# [Wet Thumb Forum]-taking stills with a digital camcorder (for the non-photohpile)



## imported_molahs4 (Feb 3, 2003)

I am not much of a photographer, but I would like to be able to take decent shots of my tank for posting online. We have a baby on the way, so I got a Panasonic miniDV camcorder that takes 1 megapixel still photos. I have been playing around with it, trying to get a decent shot without much luck. I posted a bunch of bad pictures onto an equally poorly designed web site.

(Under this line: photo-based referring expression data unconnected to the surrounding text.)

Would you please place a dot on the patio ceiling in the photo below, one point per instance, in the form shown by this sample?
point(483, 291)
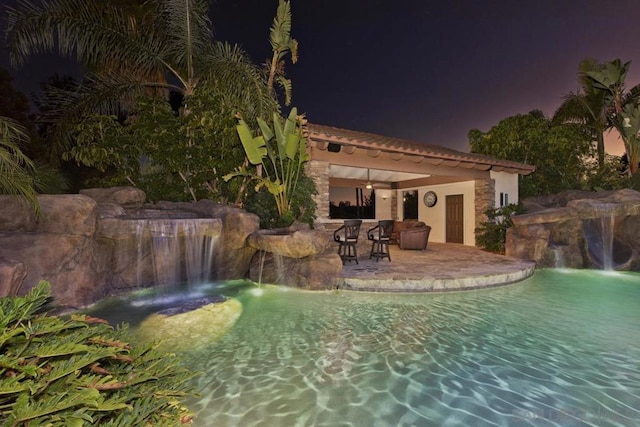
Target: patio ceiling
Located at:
point(350, 176)
point(399, 161)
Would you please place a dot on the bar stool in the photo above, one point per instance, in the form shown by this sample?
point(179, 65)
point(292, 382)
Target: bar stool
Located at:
point(347, 238)
point(380, 236)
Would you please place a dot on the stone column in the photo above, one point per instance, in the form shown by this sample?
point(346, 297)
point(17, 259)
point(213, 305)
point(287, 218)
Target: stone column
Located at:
point(485, 195)
point(319, 172)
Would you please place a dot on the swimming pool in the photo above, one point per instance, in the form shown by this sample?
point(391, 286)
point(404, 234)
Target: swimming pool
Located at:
point(561, 348)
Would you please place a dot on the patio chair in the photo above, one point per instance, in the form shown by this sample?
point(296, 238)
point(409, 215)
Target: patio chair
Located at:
point(380, 236)
point(347, 238)
point(414, 238)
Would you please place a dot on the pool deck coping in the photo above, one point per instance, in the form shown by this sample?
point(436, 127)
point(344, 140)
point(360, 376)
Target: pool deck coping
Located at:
point(441, 267)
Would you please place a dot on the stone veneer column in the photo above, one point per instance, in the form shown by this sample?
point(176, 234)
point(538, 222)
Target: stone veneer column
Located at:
point(485, 194)
point(394, 204)
point(319, 172)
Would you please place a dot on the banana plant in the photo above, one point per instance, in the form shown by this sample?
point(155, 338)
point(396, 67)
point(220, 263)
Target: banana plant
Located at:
point(623, 106)
point(279, 154)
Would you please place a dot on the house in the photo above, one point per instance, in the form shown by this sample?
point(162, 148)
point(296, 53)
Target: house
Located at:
point(447, 189)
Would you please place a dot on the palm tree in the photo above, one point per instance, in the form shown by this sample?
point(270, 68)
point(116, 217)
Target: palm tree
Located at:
point(587, 106)
point(623, 107)
point(15, 168)
point(156, 47)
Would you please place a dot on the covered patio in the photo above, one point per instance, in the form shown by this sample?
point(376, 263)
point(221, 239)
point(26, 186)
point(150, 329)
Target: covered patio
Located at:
point(442, 267)
point(450, 190)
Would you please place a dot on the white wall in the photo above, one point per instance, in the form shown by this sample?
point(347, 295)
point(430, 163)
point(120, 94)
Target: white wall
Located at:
point(383, 204)
point(435, 216)
point(506, 183)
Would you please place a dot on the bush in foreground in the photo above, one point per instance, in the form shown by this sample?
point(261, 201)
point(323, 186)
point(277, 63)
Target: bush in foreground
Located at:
point(80, 371)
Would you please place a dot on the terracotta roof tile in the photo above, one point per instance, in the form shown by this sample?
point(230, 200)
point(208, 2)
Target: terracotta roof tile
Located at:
point(391, 144)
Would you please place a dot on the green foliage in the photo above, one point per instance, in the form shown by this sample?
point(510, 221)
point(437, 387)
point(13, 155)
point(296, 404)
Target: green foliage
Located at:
point(170, 156)
point(137, 56)
point(559, 152)
point(280, 153)
point(622, 107)
point(492, 234)
point(80, 371)
point(16, 169)
point(281, 44)
point(303, 206)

Does anyone have any suggestions for me? I'm more concerned about the photos than the site. Web design is one thing that I know I'm terrible at.

Thanks gang.

===================
See my profile for tank specs.


----------



## imported_molahs4 (Feb 3, 2003)

I am not much of a photographer, but I would like to be able to take decent shots of my tank for posting online. We have a baby on the way, so I got a Panasonic miniDV camcorder that takes 1 megapixel still photos. I have been playing around with it, trying to get a decent shot without much luck. I posted a bunch of bad pictures onto an equally poorly designed web site.

Does anyone have any suggestions for me? I'm more concerned about the photos than the site. Web design is one thing that I know I'm terrible at.

Thanks gang.

===================
See my profile for tank specs.


----------



## ddaquaria (Nov 12, 2004)

instead of using the camera mode on the camcorder, consider using the tape mode.

Bring this footage into your computer and extract the clip you want to show.

I found that this gave me much better color and saturation than taking 1MP shots with the camcorder.

120 Oceanic S. American Creek/425W-MHs/2228+2026 Eheims/Dupla Reactor 400
120 Oceanic under construction
120 Oceanic Asian Ditch/currently 500 W-MHs/2028+2226 Eheims/Dupla Reactor 400


----------



## imported_molahs4 (Feb 3, 2003)

I have tried capturing pics from both modes and find that the video captures are even worse than the stills. I'm pretty disapointed in the quality of the shots. The color and saturation is even poor viewing them on a computer. There is no way I would waste paper ond print them.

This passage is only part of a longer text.